Jerome Powell’s Rate Hikes Will Hurt You

Jerome Powell’s Rate Hikes Will Hurt You

So Jerome Powell has strongly signalled that interest rates will rise to stamp out inflation. This might indicate another large rate rise next month. Mark Spindel, chief investment officer at MBB capital partners has said: ‘failure to back that up with another 75 basis point increase would cheapen his talk’.

The SP500 fell 3.4% and the Nasdaq 100 by more than 4%. I think we can expect more hurt to equities given his strong position. And Nasdaq’s fall really highlights the still high valuations of tech companies.

Notice that Powell’s rationale is to restore price stability. And it looks like a very strong stance – with him even saying price stability will be willingly pursued in return for ‘slower growth’ and that it will bring some pain to households and businesses. Remember, the Fed’s goal is 2%.

So why is inflation so high? It might be that unemployment is just stubbornly high – which means people aren’t picking up jobs as expected. Look at the rise in delivery, warehouse, restaurant, and travel work. Another factor is that work from home arrangements have led to higher standards before jobs are accepted.

And since the labour market is tight, wages could rise. Which is good for you and me, but not so good for controlling inflation. The Economist points out that even if oil prices continue to fall, core inflation will still be fed.

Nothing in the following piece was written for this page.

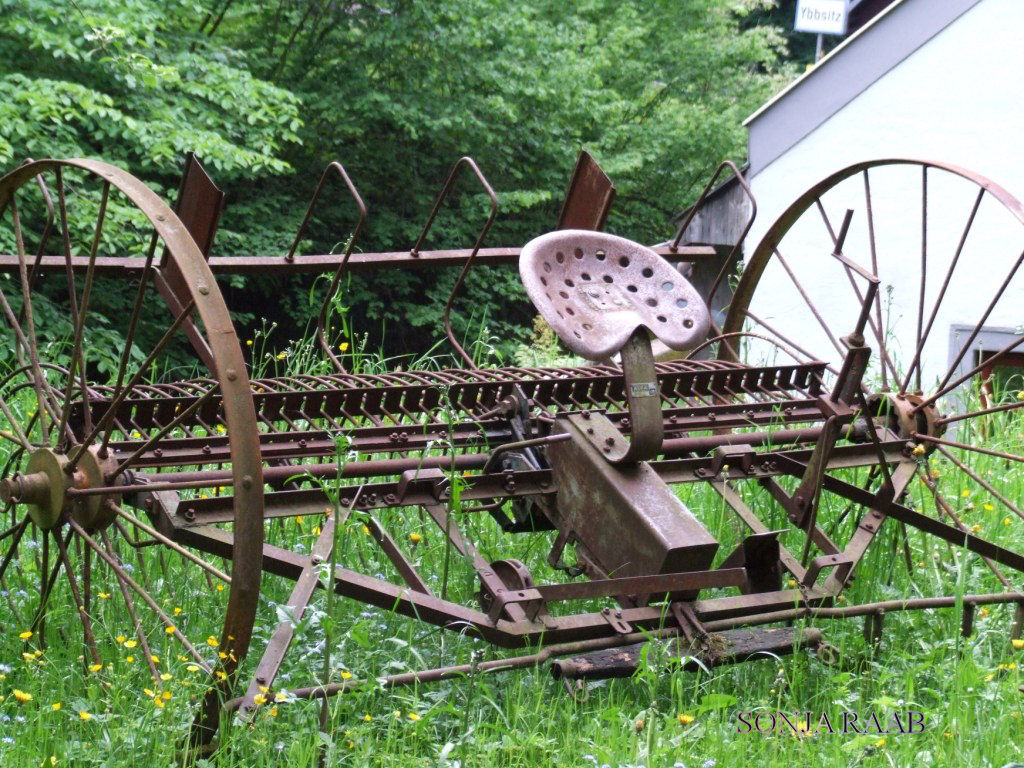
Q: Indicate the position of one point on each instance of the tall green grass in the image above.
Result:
(968, 688)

What does this mean? In the very short term, probably not much. Crazy trades and volatility will still exist. In the medium term, consumer staples and strategic defence sectors could be a good bet. And in the long run, I hope you have some savings stashed aside.

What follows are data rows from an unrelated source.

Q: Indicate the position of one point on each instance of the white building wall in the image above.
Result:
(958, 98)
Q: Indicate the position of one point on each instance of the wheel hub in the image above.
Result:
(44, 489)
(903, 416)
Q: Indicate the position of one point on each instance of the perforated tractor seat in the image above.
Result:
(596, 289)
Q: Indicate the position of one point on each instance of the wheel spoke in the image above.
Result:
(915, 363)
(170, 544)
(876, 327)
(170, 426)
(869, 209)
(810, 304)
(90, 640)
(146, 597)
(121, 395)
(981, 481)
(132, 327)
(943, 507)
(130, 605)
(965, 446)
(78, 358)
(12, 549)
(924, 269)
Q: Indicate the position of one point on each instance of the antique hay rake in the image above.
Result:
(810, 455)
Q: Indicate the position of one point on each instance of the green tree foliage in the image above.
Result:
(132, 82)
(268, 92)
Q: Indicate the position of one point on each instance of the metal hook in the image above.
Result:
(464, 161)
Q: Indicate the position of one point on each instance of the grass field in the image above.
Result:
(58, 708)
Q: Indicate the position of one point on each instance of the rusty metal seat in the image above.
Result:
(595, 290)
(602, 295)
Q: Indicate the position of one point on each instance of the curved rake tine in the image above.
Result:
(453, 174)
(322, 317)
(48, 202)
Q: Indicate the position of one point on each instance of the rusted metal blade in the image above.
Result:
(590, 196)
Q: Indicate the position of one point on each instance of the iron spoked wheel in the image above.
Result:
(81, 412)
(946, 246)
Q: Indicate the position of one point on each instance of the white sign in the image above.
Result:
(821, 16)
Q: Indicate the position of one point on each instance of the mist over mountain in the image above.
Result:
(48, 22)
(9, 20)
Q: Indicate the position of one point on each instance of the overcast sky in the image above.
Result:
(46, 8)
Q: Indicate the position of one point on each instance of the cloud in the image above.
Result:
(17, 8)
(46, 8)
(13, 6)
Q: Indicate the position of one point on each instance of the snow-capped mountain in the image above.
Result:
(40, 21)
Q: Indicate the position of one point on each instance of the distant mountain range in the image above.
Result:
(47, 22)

Now some crazy extrapolations from Powell’s announcement. First, I think we could dump over-leveraged equities for a while. This includes real estate, some tech stocks that just benefited from the wave in the last few years, and maybe Chinese equities.

The only tech stocks I’m confident on is Intel because it’s related to strategic geopolitical needs. This is compared to more consumer-focused firms like stripe. On the same note, defence stocks like Lockheed Martin may be helped by competition with China, and won’t seem to be hurt as much by the rate rise.

I would also look at some leading renewable stocks right now. Anything that has a strong footprint and ties to American interest would be good. This means renewable power production, more than just another electric car company. The hope is that when things recover, we end up picking renewable stocks that are at a discount now.

Alright that’s all, do tell me if there’s anything particular you want covered.